Así la historia, imaginará la distinguida concurrencia que lo caracterizaba. Al menos, con el sol como testigo. Bajo la claridad de febo, aquella que todo lo exponía, en el Pabellón de las Rosas todos eran señoritos franceses, y acompañados de sus respectivas damas. El restaurante y salón de baile eran frecuentados por las mejores familias. Y qué decir de la pista de patinaje… el deporte por elegancia de la época. ¿Gusta usted de celebrar un banquete, un fiestón de aquellos? Claro está, sin perder la chaveta… Los buenos modos ante todo. ¿O acaso lo suyo es la caridad? Bienvenidas sean las galas benéficas, pues los salones del Pabellón de las Rosas se alquilaban con fines tan selectos como decentes.
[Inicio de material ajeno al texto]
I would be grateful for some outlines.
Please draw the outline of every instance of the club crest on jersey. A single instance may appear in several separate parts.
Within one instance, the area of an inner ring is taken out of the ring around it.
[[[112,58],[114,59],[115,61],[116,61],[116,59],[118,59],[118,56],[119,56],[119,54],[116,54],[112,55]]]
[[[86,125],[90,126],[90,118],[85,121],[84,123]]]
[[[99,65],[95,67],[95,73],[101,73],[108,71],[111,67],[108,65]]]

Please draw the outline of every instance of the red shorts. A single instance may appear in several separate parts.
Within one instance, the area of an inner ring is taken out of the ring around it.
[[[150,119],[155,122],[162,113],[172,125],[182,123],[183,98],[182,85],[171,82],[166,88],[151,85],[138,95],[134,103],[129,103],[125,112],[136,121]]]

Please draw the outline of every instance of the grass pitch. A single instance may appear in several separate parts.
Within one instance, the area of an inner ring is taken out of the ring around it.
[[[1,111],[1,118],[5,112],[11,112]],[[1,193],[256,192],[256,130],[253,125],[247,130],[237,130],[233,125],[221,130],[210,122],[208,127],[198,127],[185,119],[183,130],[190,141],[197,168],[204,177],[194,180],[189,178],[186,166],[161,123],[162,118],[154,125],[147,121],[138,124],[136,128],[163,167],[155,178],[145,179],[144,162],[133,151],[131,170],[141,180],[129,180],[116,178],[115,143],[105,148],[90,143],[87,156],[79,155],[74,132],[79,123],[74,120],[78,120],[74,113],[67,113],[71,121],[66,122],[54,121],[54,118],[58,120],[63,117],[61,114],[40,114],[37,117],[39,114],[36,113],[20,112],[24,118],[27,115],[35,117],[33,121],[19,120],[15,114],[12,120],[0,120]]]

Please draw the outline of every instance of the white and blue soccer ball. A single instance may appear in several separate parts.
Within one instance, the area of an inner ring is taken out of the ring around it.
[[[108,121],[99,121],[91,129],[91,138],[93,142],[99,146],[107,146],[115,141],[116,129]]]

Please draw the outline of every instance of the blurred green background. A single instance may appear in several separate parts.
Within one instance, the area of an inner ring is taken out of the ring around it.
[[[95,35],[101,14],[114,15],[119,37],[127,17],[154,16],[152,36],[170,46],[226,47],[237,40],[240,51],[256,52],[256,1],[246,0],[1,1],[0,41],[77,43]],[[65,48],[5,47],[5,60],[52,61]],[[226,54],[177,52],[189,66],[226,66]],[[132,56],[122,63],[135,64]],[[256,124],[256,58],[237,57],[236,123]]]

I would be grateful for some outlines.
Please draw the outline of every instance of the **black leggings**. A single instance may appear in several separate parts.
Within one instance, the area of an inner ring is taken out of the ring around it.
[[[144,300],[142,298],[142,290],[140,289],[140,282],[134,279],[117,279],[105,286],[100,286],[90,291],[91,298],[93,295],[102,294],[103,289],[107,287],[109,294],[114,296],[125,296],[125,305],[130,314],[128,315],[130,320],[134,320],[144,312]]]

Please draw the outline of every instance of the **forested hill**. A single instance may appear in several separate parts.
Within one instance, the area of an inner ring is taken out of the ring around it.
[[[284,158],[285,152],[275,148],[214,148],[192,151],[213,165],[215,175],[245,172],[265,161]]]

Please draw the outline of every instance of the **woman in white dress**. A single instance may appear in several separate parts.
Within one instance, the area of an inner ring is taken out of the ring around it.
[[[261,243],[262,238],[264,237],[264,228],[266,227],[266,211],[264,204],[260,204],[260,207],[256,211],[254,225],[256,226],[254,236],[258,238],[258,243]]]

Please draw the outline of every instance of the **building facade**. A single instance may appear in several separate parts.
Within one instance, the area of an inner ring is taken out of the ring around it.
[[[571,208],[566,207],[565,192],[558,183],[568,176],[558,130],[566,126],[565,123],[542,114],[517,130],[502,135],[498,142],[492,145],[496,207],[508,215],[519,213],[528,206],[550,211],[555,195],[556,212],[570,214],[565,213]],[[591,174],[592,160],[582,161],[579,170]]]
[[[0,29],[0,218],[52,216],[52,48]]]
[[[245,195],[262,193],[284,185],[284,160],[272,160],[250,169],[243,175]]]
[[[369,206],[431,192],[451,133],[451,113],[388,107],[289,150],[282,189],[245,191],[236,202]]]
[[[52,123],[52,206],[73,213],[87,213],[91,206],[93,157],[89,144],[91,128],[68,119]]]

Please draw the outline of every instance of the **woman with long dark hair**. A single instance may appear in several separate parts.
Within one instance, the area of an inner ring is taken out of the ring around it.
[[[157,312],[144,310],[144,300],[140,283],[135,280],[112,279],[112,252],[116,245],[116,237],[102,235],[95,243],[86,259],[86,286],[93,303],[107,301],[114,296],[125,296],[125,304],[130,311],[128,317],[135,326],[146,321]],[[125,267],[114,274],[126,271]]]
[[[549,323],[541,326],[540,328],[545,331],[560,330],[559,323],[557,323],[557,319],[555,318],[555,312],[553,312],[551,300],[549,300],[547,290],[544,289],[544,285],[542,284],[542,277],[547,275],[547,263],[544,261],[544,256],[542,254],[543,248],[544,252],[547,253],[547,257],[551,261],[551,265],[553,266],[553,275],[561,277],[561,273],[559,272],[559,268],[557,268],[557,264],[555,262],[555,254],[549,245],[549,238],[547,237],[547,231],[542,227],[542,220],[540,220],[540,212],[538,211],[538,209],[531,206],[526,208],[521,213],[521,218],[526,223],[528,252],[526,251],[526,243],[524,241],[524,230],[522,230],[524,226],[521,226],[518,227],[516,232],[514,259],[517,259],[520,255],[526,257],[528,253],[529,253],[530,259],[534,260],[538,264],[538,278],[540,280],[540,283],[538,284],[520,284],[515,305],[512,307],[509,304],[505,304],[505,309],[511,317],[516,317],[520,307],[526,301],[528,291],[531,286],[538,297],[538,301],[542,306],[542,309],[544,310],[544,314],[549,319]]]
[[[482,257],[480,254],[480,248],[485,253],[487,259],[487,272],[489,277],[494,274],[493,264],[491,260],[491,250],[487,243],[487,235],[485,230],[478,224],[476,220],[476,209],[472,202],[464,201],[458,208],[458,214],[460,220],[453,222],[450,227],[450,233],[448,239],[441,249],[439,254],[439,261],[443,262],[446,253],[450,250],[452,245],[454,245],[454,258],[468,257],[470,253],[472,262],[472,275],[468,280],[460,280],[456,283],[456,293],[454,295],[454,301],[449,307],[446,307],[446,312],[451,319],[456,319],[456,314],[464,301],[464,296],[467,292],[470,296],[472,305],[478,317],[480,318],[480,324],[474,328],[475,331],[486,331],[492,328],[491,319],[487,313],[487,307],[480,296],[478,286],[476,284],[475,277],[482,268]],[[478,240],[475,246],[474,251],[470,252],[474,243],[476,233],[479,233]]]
Y si música quiere, música tiene: nada menos que la de la excelente orquesta local, siempre lista para amenizar las fiestas con los mejores compases. ¿Algo de 2×4, quizá? El que espera no desespera. Y, en el Pabellón de las Rosas, la luna prometía lo suyo.

Noche, divino pecado

Aunque el virtuosismo era cosa inherente del lugar, cierto también era que la exigencia bajaba sus decibeles al caer la noche. Milongueros con bastante más picardía y menos recato que los artistas diurnos solían copar la parada hasta altas horas de la madrugada.  Y allí pues, aunque sin vulgaridad de por medio, el pecado tocaba la puerta. Sensualidad, corte y quebrada y vía libre al ya indultado tango, cuya vieja guardia halló en el Pabellón de las Rosas su consolidado espacio musical. Desde Roberto Firpo hasta Francisco Canaro, pasando por Eduardo Arolas y Osvaldo Fresedo, entre otros. Todos ellos han tenido sus noches de gloria allí, sobre las tablas que unos cuantos pesos pesados del teatro supieron frecuentar, como el recordado Florencio Parravicini. ¿Qué si hubo lugar para estrellas internacionales? Claro que sí. Y el estadounidense Oliver Handy, el “gordo” del famoso dúo “Laurel & Hardy” o “el gordo y el flaco”, en español, se dio tamaño gustazo. Aplausos de pie.

 

Fiebre de Buenos Aires por la noche, y por tanto efímera, fugaz, aplacada a paños fríos, supo ser el Pabellón de las Rosas. Por lo que su destino, amén de la categoría que lo enaltecía por sobre sus pares, no fue distinta a la de tantos otros reductos de su tiempo.  Desechando paradojas y alimentando coincidencias, los últimos bailes se sucedieron en los carnavales de 1929. Iniciada la Cuaresma y su penitencia, las puertas del Pabellón se cerraron para ya no abrir. Aunque, vaya ironía, la Pascua no traería consigo la resurrección; sino una anunciada demolición que lo convirtió en cenizas. A juzgar por el fuego, y el inolvidable vals al que don José Felipetti dio música, no podía esperarse menos: “Vuelve mi amada de ayer / vuelve al viejo Pabellón, / donde te espera siempre / mi doliente corazón”.